Синявский Казачья бурса - Георгий Шолохов 6 стр.


За столом у окна сидел тучный мужчина с синевато-смуглым, как у цыгана, бритым обрюзгшим лицом и вздыбленной копной черных курчавых волос на крупной голове. Он строго глядел на меня выпуклыми воспаленными глазами.

Я растерялся и даже забыл поздороваться.

- Ну-с, здравствуй, - рыкающим басом проговорил мужчина, хрипло и тяжело дыша. - Подойди поближе, чего стоишь? Ты - ученик? Разве тебя не учат здороваться со старшими? - прогремел страшный голос.

- Мне… я… Я к Софье Степановне, - чуть слышно пробормотал я.

- А я… Я разве не могу ее заменить? - насмешливо спросил мужчина. - Ах, да… Позвольте представиться, сударь. Панютин Артамон Демидович. Супруг Софьи Степановны и, если позволите, владелец библиотеки-читальни… Теперь, надеюсь, вы сможете со мной разговаривать?.. Ты хочешь книгу? Какую же? - спросил Панютин.

Я оглядел тонущие в сумраке книжные полки, простой стол с разложенными на нем газетами и журналами. Книги как будто столпились вокруг меня, безгласно брали под защиту, подбадривали. Меня словно осенило: ведь и те книги, которые приносил нам в Адабашево Куприянов, он брал здесь, в этой библиотеке; значит, они, любимые мои друзья, здесь, и я могу вновь их увидеть.

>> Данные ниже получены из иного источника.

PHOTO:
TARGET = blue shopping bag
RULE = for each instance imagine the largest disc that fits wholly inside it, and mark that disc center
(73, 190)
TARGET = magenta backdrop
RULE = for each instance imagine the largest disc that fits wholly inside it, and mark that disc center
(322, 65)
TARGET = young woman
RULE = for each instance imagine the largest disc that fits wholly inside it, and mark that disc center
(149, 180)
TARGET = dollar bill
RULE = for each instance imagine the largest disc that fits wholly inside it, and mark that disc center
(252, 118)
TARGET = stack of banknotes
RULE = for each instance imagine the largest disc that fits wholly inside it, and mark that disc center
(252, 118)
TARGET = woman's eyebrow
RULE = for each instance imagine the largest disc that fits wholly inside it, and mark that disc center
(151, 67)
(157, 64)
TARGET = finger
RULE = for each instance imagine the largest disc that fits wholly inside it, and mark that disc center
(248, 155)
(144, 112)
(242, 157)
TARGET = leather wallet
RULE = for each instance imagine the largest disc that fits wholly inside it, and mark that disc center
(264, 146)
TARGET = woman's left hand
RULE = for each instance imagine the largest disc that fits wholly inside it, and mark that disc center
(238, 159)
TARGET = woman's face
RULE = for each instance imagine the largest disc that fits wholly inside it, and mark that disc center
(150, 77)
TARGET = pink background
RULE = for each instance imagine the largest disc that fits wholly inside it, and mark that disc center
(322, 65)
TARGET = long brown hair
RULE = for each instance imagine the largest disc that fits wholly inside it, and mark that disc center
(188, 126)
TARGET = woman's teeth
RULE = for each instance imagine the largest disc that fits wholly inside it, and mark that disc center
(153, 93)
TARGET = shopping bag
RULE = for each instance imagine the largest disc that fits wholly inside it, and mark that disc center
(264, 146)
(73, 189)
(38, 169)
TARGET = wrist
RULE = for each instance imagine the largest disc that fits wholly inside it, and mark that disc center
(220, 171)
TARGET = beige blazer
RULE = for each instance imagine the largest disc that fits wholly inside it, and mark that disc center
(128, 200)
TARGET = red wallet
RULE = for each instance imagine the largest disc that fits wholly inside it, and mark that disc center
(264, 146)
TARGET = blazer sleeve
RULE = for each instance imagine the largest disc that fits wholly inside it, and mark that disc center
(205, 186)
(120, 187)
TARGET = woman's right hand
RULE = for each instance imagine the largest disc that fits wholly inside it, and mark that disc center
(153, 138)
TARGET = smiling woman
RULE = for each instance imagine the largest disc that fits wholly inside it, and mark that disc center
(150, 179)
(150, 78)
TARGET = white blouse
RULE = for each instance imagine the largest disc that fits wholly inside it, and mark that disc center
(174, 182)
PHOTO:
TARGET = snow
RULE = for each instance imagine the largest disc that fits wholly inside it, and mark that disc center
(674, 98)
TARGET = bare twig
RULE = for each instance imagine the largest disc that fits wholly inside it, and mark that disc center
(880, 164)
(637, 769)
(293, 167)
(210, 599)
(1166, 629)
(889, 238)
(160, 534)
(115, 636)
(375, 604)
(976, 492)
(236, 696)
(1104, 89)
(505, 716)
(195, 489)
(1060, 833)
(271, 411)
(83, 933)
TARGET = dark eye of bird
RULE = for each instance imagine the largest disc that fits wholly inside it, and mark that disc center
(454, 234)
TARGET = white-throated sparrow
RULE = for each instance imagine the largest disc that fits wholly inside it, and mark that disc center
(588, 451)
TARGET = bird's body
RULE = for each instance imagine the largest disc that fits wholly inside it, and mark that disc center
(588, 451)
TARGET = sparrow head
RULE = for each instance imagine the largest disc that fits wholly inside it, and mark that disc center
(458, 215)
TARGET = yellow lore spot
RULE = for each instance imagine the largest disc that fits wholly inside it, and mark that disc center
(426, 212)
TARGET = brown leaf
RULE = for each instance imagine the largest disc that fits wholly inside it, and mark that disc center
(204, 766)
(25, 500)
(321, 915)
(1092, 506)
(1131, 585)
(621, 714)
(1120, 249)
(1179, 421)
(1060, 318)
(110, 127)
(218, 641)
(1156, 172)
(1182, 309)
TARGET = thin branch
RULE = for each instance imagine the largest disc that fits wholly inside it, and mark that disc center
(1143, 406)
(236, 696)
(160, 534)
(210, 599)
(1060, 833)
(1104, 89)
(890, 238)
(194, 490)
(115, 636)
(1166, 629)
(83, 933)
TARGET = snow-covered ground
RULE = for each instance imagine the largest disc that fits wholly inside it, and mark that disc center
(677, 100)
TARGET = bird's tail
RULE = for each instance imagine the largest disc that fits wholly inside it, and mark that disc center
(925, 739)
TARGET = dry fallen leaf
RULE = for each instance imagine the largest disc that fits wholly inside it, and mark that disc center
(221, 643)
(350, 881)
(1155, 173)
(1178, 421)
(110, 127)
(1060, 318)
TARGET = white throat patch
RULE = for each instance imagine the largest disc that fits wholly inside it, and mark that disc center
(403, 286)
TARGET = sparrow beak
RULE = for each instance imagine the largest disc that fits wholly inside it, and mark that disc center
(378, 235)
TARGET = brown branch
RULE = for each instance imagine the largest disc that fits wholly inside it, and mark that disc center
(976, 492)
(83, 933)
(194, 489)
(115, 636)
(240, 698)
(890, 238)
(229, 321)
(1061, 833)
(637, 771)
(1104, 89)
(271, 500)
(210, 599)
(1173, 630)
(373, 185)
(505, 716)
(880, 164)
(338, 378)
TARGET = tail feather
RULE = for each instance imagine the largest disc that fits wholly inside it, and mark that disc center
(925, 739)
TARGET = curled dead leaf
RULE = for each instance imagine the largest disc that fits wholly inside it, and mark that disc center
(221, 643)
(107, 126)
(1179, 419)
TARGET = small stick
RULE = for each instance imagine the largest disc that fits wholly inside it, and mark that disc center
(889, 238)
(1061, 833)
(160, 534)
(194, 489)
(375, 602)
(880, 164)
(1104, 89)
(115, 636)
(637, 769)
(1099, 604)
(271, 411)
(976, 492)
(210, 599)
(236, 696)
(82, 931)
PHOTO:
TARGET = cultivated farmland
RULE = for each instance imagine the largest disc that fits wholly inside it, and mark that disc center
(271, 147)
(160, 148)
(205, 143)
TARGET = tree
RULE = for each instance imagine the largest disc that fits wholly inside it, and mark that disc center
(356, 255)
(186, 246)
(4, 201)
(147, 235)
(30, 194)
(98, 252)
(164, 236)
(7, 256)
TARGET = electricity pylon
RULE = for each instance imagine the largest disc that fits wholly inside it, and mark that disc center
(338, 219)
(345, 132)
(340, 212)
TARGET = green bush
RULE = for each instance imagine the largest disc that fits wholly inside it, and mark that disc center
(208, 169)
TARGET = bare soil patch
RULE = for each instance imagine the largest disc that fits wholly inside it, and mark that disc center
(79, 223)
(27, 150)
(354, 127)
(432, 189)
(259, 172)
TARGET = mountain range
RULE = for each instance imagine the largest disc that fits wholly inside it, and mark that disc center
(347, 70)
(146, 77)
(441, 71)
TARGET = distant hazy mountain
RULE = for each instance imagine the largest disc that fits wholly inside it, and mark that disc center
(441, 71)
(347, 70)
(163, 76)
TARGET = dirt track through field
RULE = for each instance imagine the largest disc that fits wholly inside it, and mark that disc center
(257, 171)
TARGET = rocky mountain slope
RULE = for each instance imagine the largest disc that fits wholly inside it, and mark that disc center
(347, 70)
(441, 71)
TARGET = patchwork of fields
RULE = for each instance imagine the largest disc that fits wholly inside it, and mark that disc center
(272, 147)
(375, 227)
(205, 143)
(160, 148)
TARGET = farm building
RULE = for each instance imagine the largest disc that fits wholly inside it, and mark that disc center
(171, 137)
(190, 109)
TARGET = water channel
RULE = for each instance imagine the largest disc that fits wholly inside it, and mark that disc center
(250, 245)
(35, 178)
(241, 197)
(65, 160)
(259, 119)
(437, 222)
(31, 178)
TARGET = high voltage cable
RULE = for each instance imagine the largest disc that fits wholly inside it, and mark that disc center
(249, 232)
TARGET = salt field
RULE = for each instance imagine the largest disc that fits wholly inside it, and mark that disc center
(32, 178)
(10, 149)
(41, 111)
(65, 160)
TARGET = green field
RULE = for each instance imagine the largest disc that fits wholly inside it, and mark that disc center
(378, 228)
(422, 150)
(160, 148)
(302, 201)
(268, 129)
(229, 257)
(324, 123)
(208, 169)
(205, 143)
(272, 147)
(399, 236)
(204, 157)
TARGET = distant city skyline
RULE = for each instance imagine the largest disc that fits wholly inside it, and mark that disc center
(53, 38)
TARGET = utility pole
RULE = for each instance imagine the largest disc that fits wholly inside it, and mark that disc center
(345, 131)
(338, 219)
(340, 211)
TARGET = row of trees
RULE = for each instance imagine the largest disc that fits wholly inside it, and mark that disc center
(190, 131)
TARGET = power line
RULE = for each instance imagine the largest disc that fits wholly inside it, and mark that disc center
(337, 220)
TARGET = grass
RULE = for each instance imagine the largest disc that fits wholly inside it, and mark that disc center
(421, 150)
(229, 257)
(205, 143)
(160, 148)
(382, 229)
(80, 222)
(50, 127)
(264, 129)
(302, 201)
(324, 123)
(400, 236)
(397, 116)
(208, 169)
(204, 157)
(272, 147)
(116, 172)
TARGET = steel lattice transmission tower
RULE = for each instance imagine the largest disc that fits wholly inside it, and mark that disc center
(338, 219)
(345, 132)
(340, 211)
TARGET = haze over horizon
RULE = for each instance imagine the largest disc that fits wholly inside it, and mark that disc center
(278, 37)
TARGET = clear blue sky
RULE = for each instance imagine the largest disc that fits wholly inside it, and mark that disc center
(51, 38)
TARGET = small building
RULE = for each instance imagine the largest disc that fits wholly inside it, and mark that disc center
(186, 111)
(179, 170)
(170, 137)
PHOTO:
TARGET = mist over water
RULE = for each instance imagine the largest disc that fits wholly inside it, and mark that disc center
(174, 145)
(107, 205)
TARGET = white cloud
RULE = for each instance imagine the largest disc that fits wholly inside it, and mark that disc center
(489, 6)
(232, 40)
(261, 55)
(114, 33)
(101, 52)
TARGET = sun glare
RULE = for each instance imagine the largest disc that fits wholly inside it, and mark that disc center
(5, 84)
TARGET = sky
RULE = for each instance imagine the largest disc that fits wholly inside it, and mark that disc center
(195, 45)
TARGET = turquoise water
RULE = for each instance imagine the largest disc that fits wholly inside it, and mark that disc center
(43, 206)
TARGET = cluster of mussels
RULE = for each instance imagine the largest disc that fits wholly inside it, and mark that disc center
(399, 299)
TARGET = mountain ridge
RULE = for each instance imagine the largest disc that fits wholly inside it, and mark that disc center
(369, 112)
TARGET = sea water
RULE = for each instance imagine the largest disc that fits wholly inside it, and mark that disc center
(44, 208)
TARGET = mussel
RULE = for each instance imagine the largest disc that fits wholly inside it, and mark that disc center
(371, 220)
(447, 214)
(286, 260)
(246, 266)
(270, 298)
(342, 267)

- Я хочу "Атмосферу", - еле шевеля губами, попросил я. - "Атмосферу"… Фламмариона…

- Что, что? - спросил Панютин и расхохотался. - Кто же тебе посоветовал Фламмариона? Ха-ха! Уж не Софья Степановна ли?

Мне стало обидно: почему это страшилище с такой усмешкой говорит о моей любимой учительнице?

Я сказал:

- Н-нет… Я сам…

- Ну и врешь! Откуда ты знаешь эту книгу? - гремел Панютин. - Ты только не обижайся… - Тяжелая темная рука неожиданно легла на мою голову, в рыканье льва послышались человеческие нотки. - Нет, сударь, Фламмариона я тебе все равно не дам. Не дам! Рано.

- Я уже читал… Нам Сергей Валентинович приносил… Там… дома… на хуторе, - показал я рукой куда-то на улицу.

- А кто такой Сергей Валентинович?

- Да наш… дядя Куприянов, что был на хуторе… Сад караулил… Его порезали ножами… - Язык мой понемногу развязывался.

Панютина словно кто встряхнул, он поднял гривастую голову, удивленно уставился на меня выпученными, в красных прожилках, глазами.

- Куприянов? Ах вон что… Ты знал Куприянова?

Артамон Демидович склонил голову, и нельзя было понять, то ли он задумался, то ли огорчился моим известием.

- М-м… Куприянов… Н-нда-а… Был такой человек, был… - Панютин помолчал и снова, будто очнувшись от тяжелой сонливости, сердито повторил: - Нет, не дам Фламмариона, не дам. Куприянов - студент, образованный человек, а ты… ты - еще молокосос. Тебе учиться надо. Учиться, да! Вот тебе книжка… По твоим зубам… - И он сунул мне тощую брошюрку с прошитым серыми нитками корешком. - Прочитаешь - вернешь и расскажешь, про что в ней напечатано. Не расскажешь - не дам больше ни одной книжки. О рэвуар! Шагай!

Я покорно взял показавшуюся мне обидно маленькой книжицу и на обложке ее прочитал заголовок - "Дробинка".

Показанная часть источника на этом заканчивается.